Remove the media and add 100 μL/well of 1X Buffer. 

Remove 1X Buffer and stain cells by adding 100 μL/well of the diluted DCFDA Solution (45 min at 37oC in dark) 

Discard DCFDA and add 100 ul of medium at the wells that originally had only medium.  

Also add 100 ul of medium at the untreated cells.  

Also add 100 ul to each well to the cells with the positive control (100ul from the TBHP that you have generated above – AB).  

Make in Eppendorf: 

For glutamate 10uM add 1.2 ul from 5mM stock in 598.8ul of medium, add 100 ul per well 

For glutamate 100uM add 6 ul from 10mM stock in 594 of medium, add 100 ul per well 

For glutamate 500uM add 30 ul from 10mM stock in 570ul of medium, add 100 ul per well 

For glutamate 1000uM add 60 ul from 10mM stock in 540ul of medium, add 100 ul per well 

Let the dish in the incubator for 0.5 or 6 or 24hours. 

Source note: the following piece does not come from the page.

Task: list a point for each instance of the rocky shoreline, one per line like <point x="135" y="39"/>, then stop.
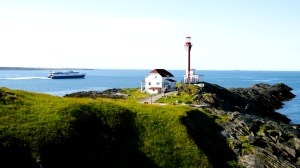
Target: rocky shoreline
<point x="258" y="136"/>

Measure right away without discarding the treatment or Discard the medium from wells and add 100 ul of buffer 1x and measure always from bottom. 

Same day for 0.5 and 6 hours or next day for 24 hours treatment measure plate immediately on a fluorescence plate reader at Ex/Em = 485/535 nm. Measure from the bottom.